Lounging and talking theology with the Triennium Energizers


What’s it like getting 4,000+ people hyped for worship?

by Rich Copley | Presbyterian News Service

Energizers offered during worship at the 2019 Presbyterian Youth Triennium have clearly had the desired effect. (Photo by Rich Copley)

WEST LAFAYETTE, Indiana — The morning of the fourth day of the 2019 Presbyterian Youth Triennium, we find the Energizers in an unexpected state: lounging.

Reclining in generously stuffed chairs, several with laptops in their laps, the members of the four-person crew are enjoying some casual time together in an actual green room before returning to their roles as the sparkplugs that light up Triennium, getting students hyped for worship services.

Things are so chill that the quartet even eases into a theological discussion. Yes, there is theology behind Revolution, the Aisha and mega golf.

But first, how did they get these jobs?

Naturally, may be the best answer. Or organically.

Eric Dillenbeck led recreation at Montreat Conference Center in North Carolina for the first time 20 years ago this month and had been involved with recreation ministry ever since. Joanna Wilkinson started teaching energizers at youth camp for the Cumberland Presbyterian Church and now co-owns a communications company, which pays off as she shoots and edits the videos that accompany the energizers.

Sofia Lazot went up the chain of recreation from participant to leader at Campamento El Guacio in Puerto Rico and began leading recreation at conferences for groups such as Presbyterian Women. And Levi Bannerman says recreation was a “family tradition” going back to his grandparents. His grandfather, Glenn Bannerman, is professor emeritus of recreation and outdoor education at Union Presbyterian Seminary.

“The theology of recreation and play was ingrained in me,” Bannerman says.

Theology. And Triennium attendees thought they were just miming selfies, doing dance steps and throwing their hands in the air like they just don’t care.

“I remember in seminary learning that games can be for fun or for a purpose,” Wilkinson says.

They even check themselves when they say game, because the idea behind the energizers is that everybody is together, and everybody succeeds.

“That’s why we teach,” Dillenbeck says of the moments before each energizer where they walk the audience through the moves.

Lazot says, “If you don’t know the steps, how can you play? It’s helping each other out and bringing the church community together.”

And a lot of work goes into that community building. The four-person crew, which also oversees recreation activities outside of worship, started coming together a year and a half ago and met for the first time in January. A lot of that time is devoted to recreation events, but they also started mapping out energizers, which they say often start with reinforcing the theme of the day and then the accompanying song.
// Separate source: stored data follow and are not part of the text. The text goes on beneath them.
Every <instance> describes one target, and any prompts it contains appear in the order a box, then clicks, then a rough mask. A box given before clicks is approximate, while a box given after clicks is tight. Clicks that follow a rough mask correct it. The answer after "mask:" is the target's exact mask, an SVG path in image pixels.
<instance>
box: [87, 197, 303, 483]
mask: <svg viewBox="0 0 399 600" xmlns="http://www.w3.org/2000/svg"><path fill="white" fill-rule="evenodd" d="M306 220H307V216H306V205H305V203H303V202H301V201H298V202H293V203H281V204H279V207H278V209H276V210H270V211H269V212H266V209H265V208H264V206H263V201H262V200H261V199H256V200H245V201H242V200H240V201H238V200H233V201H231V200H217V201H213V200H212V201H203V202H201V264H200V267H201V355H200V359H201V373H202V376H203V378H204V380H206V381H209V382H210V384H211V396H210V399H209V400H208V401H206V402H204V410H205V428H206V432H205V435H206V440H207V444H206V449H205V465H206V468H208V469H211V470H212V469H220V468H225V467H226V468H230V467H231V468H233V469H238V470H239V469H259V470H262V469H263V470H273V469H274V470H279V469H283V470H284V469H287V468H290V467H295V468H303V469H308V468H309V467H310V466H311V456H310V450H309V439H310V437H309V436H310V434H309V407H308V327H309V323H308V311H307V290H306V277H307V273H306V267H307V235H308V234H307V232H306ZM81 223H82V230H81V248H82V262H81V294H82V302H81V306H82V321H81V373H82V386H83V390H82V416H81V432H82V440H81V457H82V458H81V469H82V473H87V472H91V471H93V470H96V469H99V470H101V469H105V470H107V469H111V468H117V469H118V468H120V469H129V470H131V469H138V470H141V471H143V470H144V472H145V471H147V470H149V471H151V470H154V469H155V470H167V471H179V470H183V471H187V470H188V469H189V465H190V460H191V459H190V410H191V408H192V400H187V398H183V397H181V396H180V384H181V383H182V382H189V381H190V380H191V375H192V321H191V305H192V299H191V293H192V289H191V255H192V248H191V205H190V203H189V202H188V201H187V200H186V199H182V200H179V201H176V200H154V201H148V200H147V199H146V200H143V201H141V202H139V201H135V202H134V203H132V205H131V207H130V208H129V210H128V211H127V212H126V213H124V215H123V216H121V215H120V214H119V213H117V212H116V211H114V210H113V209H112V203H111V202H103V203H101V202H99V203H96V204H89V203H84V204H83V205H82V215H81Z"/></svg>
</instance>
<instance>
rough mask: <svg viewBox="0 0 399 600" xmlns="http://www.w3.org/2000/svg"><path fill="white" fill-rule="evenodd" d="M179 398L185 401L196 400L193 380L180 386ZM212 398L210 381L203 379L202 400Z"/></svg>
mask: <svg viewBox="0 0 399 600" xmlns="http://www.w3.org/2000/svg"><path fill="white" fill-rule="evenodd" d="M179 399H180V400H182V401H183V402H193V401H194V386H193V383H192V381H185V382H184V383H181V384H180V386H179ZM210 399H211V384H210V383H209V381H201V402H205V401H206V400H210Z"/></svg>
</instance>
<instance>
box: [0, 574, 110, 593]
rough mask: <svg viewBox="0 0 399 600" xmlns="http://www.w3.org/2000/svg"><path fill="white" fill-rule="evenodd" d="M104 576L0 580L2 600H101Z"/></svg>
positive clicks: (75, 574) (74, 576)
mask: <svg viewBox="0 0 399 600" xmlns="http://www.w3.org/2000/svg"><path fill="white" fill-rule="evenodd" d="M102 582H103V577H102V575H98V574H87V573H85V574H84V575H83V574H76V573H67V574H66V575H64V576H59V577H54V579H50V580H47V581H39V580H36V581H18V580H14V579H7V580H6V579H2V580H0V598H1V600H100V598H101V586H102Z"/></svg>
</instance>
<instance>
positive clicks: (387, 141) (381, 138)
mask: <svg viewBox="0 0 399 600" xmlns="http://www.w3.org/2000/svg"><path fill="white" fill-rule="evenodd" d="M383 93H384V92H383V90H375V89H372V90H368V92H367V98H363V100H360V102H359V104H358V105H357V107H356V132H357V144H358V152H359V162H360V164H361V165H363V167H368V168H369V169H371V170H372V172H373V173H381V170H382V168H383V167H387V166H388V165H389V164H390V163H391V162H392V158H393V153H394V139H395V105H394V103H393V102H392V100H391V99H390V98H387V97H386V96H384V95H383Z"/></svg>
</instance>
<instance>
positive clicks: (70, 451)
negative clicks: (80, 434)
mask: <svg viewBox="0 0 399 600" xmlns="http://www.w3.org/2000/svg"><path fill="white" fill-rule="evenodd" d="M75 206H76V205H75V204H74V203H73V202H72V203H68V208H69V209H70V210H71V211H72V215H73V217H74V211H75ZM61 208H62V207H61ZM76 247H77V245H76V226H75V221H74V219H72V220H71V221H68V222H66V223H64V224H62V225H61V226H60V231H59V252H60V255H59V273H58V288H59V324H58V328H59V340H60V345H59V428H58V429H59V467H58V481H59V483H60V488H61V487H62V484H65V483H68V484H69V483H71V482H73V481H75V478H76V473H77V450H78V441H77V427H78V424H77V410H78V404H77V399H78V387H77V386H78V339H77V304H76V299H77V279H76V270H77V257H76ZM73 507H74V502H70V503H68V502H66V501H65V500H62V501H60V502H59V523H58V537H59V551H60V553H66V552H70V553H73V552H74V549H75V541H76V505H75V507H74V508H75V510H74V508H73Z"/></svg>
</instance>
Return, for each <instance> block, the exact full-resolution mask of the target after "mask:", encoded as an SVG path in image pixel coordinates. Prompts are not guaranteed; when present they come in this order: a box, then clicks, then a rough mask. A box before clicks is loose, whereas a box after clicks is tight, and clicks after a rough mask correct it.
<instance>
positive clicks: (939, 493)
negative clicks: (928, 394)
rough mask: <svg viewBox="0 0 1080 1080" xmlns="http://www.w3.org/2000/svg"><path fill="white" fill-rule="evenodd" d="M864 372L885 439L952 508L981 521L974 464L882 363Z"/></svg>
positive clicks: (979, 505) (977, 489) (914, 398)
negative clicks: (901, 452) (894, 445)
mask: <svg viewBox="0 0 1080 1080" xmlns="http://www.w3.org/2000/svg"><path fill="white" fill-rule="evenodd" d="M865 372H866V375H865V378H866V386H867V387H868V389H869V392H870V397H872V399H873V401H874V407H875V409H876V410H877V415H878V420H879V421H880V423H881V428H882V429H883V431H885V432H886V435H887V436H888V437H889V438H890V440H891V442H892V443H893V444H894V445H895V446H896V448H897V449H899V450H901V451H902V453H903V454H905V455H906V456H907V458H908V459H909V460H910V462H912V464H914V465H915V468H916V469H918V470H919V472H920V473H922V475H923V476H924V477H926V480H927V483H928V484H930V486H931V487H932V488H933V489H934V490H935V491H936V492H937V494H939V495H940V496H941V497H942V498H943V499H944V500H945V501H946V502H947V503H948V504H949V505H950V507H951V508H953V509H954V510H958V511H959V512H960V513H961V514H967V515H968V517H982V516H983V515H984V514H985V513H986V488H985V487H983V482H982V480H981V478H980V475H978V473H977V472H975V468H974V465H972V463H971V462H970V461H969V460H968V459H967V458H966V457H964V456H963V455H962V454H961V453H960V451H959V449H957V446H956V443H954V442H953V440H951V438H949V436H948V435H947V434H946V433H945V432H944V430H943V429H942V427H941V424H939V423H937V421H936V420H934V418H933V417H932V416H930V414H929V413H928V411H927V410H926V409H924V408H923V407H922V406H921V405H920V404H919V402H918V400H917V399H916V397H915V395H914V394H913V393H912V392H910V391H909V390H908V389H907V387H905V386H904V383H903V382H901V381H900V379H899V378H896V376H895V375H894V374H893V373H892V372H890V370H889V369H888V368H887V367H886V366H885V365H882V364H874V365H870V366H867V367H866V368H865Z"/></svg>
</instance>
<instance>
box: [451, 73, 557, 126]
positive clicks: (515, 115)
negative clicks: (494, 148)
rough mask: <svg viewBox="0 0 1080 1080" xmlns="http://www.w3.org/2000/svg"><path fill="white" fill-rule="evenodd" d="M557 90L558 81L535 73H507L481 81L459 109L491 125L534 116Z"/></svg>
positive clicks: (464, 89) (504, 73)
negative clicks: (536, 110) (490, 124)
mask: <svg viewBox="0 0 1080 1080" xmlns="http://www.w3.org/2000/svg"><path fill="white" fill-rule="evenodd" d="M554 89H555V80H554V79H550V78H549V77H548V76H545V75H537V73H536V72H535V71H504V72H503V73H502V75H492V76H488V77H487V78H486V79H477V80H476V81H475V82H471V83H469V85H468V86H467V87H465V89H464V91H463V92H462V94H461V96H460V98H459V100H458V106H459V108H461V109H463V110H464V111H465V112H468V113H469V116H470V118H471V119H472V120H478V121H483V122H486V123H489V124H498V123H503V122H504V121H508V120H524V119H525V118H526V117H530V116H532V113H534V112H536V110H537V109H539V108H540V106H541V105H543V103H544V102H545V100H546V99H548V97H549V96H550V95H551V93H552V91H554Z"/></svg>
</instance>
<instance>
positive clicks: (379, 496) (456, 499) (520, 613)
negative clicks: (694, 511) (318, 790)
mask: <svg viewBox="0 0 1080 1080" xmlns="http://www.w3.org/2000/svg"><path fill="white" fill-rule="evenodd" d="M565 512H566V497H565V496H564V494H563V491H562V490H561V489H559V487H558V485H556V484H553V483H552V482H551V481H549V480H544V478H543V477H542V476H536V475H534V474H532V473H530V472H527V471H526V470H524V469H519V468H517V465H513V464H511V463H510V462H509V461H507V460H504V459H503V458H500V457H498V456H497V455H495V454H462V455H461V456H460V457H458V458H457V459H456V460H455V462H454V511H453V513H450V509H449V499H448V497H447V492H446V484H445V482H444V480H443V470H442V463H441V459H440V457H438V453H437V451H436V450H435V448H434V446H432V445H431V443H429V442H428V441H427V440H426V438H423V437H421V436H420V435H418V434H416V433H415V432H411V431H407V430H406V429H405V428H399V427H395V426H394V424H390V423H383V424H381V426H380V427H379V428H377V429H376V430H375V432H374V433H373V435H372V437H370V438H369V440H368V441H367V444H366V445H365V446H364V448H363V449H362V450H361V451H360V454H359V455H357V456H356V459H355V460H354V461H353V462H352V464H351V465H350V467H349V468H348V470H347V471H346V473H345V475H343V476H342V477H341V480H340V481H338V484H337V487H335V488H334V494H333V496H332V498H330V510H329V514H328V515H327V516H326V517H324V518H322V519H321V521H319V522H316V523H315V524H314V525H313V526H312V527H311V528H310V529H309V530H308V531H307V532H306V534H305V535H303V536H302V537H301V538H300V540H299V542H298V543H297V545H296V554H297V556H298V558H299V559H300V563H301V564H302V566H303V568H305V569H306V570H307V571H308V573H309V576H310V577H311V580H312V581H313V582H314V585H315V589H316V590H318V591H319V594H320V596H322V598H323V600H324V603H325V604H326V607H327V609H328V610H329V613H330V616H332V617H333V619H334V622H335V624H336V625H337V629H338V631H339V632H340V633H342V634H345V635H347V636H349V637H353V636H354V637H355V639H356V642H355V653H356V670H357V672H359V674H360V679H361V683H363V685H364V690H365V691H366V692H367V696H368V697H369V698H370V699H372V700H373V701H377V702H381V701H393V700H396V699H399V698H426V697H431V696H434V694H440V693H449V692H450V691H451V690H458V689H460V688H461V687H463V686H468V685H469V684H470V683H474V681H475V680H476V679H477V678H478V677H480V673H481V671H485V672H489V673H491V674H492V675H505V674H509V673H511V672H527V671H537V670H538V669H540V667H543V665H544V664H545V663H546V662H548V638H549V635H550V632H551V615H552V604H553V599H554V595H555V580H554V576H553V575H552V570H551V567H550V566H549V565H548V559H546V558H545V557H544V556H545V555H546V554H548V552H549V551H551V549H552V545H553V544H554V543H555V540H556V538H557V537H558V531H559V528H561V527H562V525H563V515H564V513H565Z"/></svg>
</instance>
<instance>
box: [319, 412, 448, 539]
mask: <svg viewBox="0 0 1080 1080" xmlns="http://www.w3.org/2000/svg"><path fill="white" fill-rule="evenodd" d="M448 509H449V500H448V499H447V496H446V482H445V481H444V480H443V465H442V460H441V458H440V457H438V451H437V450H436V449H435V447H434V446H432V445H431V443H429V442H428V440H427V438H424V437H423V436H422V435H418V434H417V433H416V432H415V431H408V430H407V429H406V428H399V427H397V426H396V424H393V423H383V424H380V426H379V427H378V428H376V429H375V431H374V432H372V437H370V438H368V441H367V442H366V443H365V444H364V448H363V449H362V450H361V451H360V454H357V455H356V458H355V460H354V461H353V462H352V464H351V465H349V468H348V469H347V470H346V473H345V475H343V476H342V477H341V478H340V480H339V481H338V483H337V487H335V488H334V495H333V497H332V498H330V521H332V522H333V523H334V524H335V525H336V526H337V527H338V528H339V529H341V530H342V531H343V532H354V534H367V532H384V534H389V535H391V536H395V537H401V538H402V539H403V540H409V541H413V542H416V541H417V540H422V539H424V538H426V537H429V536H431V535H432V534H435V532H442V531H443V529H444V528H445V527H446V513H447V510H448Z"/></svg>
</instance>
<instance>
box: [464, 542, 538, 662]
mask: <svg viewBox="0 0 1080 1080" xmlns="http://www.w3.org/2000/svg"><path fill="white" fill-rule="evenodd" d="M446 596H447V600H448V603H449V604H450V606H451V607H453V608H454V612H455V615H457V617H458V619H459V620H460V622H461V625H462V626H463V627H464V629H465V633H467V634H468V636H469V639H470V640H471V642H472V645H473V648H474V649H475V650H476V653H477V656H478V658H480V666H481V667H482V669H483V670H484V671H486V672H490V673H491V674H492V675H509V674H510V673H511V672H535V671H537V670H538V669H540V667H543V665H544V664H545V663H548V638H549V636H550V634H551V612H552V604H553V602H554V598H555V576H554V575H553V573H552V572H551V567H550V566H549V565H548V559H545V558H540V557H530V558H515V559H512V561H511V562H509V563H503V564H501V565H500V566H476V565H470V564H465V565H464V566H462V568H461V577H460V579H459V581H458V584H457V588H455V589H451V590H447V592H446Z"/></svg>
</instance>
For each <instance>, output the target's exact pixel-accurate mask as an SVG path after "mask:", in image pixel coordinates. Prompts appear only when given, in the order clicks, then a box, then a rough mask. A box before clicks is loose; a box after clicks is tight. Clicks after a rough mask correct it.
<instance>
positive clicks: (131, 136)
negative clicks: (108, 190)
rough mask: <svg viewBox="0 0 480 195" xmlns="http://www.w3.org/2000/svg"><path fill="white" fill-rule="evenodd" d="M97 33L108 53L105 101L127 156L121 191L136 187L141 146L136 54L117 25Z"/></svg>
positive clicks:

Catching the Triennium Energizers in a pensive moment is a rare event. From left are Levi Bannerman, Sofia Lazat, Eric Dillenbeck and Joanna Wilkinson. (Photo by Rich Copley)

Over the years, songs have rotated in and out of the energizer repertoire, the enduring classic being Kirk Franklin’s “Revolution,” which pretty much needed no introduction this year. Being introduced was an energizer to a song by K-pop superstars BTS as well as others with new moves and ideas.

And of course, there are the videos, which are intentionally recorded seating to show how people who cannot stand can participate.

“I hope these videos show that these can be accessible,” Bannerman says. “We want everyone to feel included.”

And if you feel kind of goofy, so does everyone else.

“We’re not trying to be cool,” Wilkinson says.

Watching the four of them, you’d think none of the Energizers needs to work out, though Dillenbeck allows, “I wish I had done more working out before I came here.”

They all say they get a lot of energy from the crowd of more than 4,000 that packs into Purdue University’s Elliott Hall of Music for each worship service.

“I know how excited I was participating in the energizers and games when I was coming here,” Wilkinson says. “I want to make people feel as excited and included as I did.”

Lazot remembers the effort her youth groups would put in to make the journey from San Juan to Triennium, raising money for the trip and traveling long distances.

“They are extremely happy to be here,” Lazot says, “and I feel like it’s my responsibility to make sure it was all worth it.”